EL GABINETE QUE NUNCA FUE

El primer ministro Gustavo Adrianzén ha caído, pero su salida no es una sorpresa, sino el resultado previsible de un gobierno que insiste en improvisar antes que gobernar. La renuncia, forzada por la inminente censura en el Congreso, no es más que el último capítulo de una administración que confunde cambios cosméticos con soluciones reales. La presidenta Dina Boluarte intentó un último movimiento desesperado: cambiar tres ministros para salvar a su premier. Pero el Congreso, con los cálculos fríos de quien sabe que el poder se mide en votos, no se dejó engañar.
El reemplazo de José Salardi por Raúl Pérez-Reyes en Economía fue particularmente revelador. Pérez-Reyes, cuestionado por su gestión en Transportes, no inspira confianza. Su nombramiento parece una burla a la ciudadanía: ¿caso creyeron que un rostro conocido, pero con un historial opaco, calmaría las aguas? Lo mismo ocurrió con Carlos Malaver en Interior, un oficial en retiro que llega sin agenda clara, y César Sandoval en Transportes, cuya designación ni siquiera fue avalada por su propio partido. Estos movimientos no fueron estrategia; fueron parches mal pegados en un gabinete que ya se desmoronaba.  
Fuerza Popular, con su habitual pragmatismo, selló el destino de Adrianzén al sumarse a la censura. No lo hicieron por indignación moral o por los mineros fallecidos en Pataz, sino porque les convino. El cálculo fue simple: apoyar su salida les da más rédito que sostener a un premier debilitado. La tragedia de Pataz fue solo el detonante, no la causa. La verdadera razón de la censura es el desgaste de un gobierno que no logra articular una respuesta coherente a la inseguridad, la crisis económica o la desconfianza ciudadana. Adrianzén pagó por ello, pero el problema es más profundo.  

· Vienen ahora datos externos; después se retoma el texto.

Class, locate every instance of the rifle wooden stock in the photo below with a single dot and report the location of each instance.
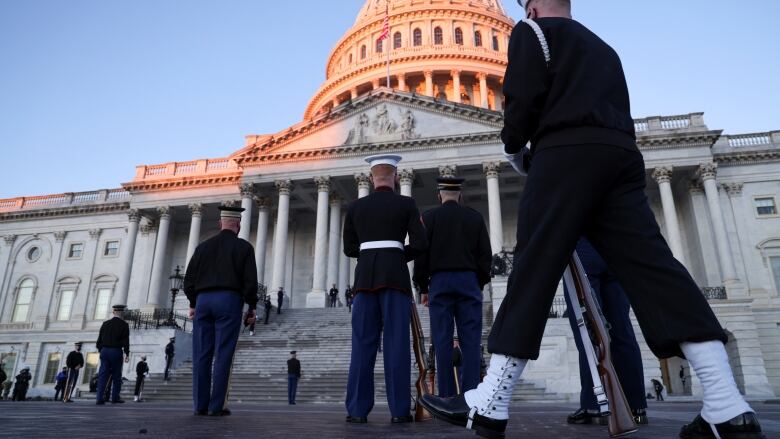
(621, 420)
(421, 384)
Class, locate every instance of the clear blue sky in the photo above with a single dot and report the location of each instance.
(91, 88)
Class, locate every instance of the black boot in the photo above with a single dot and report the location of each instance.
(455, 411)
(744, 426)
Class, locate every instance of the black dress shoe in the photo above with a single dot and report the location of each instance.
(744, 426)
(455, 411)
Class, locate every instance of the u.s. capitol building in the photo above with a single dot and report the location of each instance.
(65, 258)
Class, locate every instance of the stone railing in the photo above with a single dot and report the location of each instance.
(178, 169)
(64, 200)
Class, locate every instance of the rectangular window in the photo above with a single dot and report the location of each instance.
(76, 250)
(90, 366)
(112, 248)
(52, 367)
(766, 206)
(66, 304)
(101, 304)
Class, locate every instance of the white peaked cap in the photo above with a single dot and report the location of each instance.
(383, 159)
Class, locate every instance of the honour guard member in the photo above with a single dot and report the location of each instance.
(113, 340)
(221, 277)
(74, 361)
(566, 93)
(374, 232)
(141, 371)
(451, 275)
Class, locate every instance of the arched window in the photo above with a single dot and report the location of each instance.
(23, 301)
(458, 36)
(417, 37)
(397, 40)
(438, 36)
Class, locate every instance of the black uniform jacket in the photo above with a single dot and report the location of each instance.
(383, 216)
(580, 98)
(457, 241)
(74, 359)
(115, 333)
(224, 262)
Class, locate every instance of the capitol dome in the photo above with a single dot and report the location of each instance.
(448, 49)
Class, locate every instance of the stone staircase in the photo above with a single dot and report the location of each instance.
(322, 338)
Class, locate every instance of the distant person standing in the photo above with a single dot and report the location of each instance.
(170, 352)
(293, 375)
(113, 340)
(74, 361)
(141, 371)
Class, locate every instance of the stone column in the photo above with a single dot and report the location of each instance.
(156, 297)
(428, 83)
(280, 235)
(491, 170)
(261, 241)
(196, 211)
(483, 95)
(364, 184)
(134, 218)
(247, 199)
(456, 86)
(334, 240)
(663, 176)
(316, 299)
(708, 172)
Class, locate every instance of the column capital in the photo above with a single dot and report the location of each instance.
(663, 174)
(196, 209)
(247, 190)
(491, 169)
(447, 170)
(60, 235)
(733, 188)
(284, 186)
(708, 171)
(323, 183)
(134, 215)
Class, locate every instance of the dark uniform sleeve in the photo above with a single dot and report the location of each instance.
(418, 242)
(250, 279)
(351, 240)
(525, 88)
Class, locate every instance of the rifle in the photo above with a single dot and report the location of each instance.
(593, 329)
(418, 343)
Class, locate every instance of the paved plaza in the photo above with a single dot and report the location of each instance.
(174, 420)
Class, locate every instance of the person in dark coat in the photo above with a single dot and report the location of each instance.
(374, 232)
(293, 375)
(113, 341)
(454, 270)
(566, 93)
(74, 361)
(221, 278)
(141, 372)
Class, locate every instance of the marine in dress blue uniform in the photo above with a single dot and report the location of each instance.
(113, 341)
(221, 277)
(374, 231)
(626, 355)
(452, 273)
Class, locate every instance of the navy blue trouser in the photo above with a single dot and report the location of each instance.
(387, 311)
(455, 300)
(626, 356)
(292, 387)
(110, 365)
(215, 333)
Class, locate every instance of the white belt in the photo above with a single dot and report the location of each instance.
(381, 244)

Ahora se especula con Eduardo Arana como nuevo premier. Su perfil es el de un hombre leal a Boluarte, capaz de defender incluso lo indefendible, como el indulto a Fujimori. Pero la lealtad no basta. Arana, o quien asuma el cargo, enfrentará un Congreso cada vez más hostil, en un año electoral donde los intereses partidarios primarán sobre cualquier agenda de gobierno. Pedirá un voto de confianza, hará las rondas habituales, pero ¿qué puede ofrecer un ejecutivo que ya no tiene credibilidad?  
La caída de Adrianzén no es un reinicio, sino un síntoma. Boluarte sigue atrapada entre la necesidad de legitimidad y su dependencia de un Legislativo que la tolera, pero no la respalda. Los cambios de ministros fueron un intento de simular control, pero el Congreso le recordó que, en este juego, ella no hace las reglas. El Perú merece más que esto: un gobierno que gobierne y un Congreso que legisle, no que negocie censuras como moneda de cambio. Mientras tanto, seguiremos viendo caer premieres, mientras el país se hunde en la misma inercia.